Присутствие Людовика XV, который требовал от Морица скорой и безоговорочной победы, чтобы утереть нос версальским сплетникам, немного остудило любовный пыл маршала. В его голове даже созрел некий план — он сообщит Жюстине, что больше не будет ей докучать своим вниманием. Он надеялся, что она слишком привыкла к его вниманию и не захочет этого лишаться. Он написал:

«Мадемуазель Шантийи, хочу проститься с вами; вы, без сомнения, обольстительница куда более опасная, чем сама Армида. Воплощаете ли вы образ Пьеро, или находитесь под маской Любви, или даже если играете простую пастушку — неважно, в любом образе вы настолько прекрасны, что очаровываете всех без исключения. Я вдруг поймал себя на том, что тоже поддаюсь вашему волшебству. Какая была бы блестящая победа, сумей вы подчинить меня себе окончательно! Но я благодарен вам за то, что вы не пустили в ход всего своего очарования. Вы, со своим пастушьим посохом, который есть не что иное, как волшебная палочка, могли бы сойти за молодую волшебницу, поразившую заклинанием беднягу — французского принца, которого, кажется, зовут Рено. Я уже почти представил себя, окруженного цветочками, что, конечно, смертельно для любого любимца Марса. Я содрогнулся от ужаса при этой мысли. Да и на самом деле, что сказал бы король Франции и Наварры, застань он меня не с пылающим факелом возмездия в руке, а с цветочной гирляндой? И, несмотря на опасность, которой вы меня подвергли, я все равно не могу винить вас за собственную слабость — вы прекрасны. Но лишь отойдя в сторону, я смогу избежать этой опасности.


Прощай, прекрасная богиня,

Любимая народом как святыня.

Желанья исполняй, твори добро.

И будет пусть любовь твоя длинна, как мирозданье,

Как дружба нежная от сердца моего.


Простите мне, моя госпожа, эти неумелые стихи—я написал их, вдохновленный вашим образом. Я до сих пор опьянен вами, и один бог знает, сколько еще это продлится...»
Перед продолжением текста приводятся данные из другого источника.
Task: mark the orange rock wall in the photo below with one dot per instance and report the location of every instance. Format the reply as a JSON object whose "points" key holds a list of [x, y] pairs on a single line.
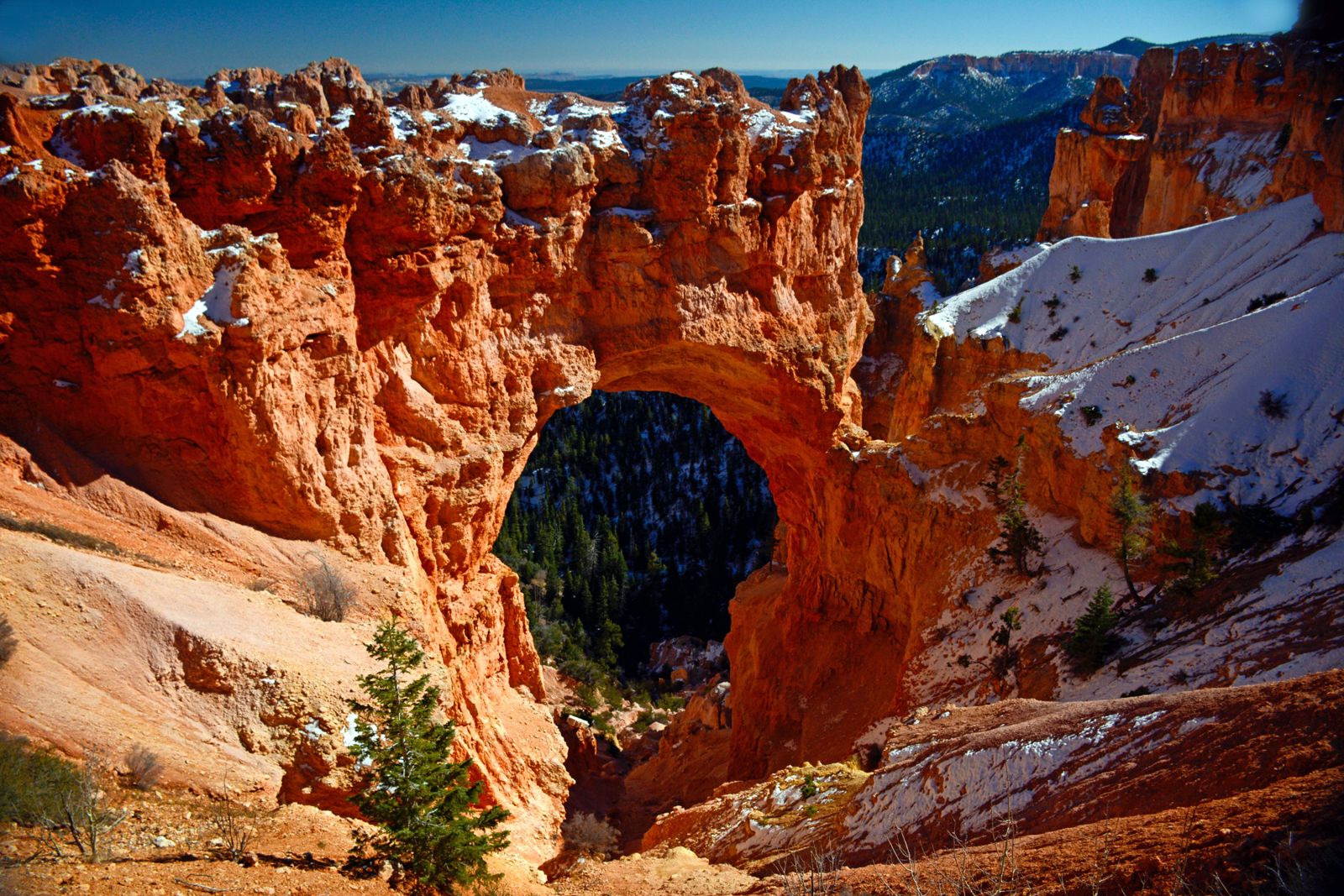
{"points": [[1200, 136], [272, 304]]}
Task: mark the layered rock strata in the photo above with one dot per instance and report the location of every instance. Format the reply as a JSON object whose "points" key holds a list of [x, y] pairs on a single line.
{"points": [[1203, 134]]}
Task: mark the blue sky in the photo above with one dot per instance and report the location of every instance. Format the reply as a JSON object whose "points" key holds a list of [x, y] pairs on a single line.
{"points": [[192, 38]]}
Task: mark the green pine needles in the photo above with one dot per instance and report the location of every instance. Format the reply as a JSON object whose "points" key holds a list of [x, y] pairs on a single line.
{"points": [[423, 804], [1093, 640]]}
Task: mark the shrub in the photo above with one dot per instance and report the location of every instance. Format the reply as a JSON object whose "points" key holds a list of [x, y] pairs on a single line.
{"points": [[143, 768], [1284, 136], [31, 781], [428, 824], [1265, 301], [588, 833], [8, 644], [1273, 405], [328, 591], [1019, 535], [1010, 622], [1092, 638], [230, 825]]}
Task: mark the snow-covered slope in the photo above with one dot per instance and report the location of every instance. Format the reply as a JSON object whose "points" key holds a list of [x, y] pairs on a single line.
{"points": [[1213, 349]]}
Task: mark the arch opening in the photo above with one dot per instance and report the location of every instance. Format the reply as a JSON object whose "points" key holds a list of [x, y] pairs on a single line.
{"points": [[633, 521]]}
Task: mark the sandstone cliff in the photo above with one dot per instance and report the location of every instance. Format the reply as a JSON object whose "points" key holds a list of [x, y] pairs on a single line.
{"points": [[1200, 136], [284, 301]]}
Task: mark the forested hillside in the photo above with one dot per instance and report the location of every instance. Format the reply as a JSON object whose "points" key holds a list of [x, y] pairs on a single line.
{"points": [[635, 520], [967, 191]]}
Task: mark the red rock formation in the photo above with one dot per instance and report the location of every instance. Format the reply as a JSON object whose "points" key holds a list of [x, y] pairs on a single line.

Когда Жермен, секретарь маршала, записывавший под диктовку его слова, чтобы избежать ужасных орфографических ошибок, закончил, Мориц перечитал письмо, в надежде, что Жюстина сумеет прочесть между строк голос настоящей любви, затаившейся под маской легкой небрежности. Дочитав до конца, он поставил свою подпись и приказал доставить письмо по адресу. Он долго ждал подходящего момента, чтобы написать это послание — по его замыслу, оно должно быть отправлено только тогда, когда приблизится время сражения, которого так желал король, — сражения, которое откроет дорогу к Маастрихту. Таким образом он не получит ответа до своего возвращения, если вообще вернется. Если же нет — все встанет на свои места! Он унесет на тот свет воспоминания о задорном смехе прелестницы, о розово-ирисовом запахе ее духов и о той милой ее манере с едва заметной улыбкой, поигрывая веером, наклонять голову немного вперед и вбок в те моменты, когда они смотрели друг на друга. В такие минуты он был почти уверен, что видит в ее прекрасных смеющихся глазах нечто, похожее на нежность.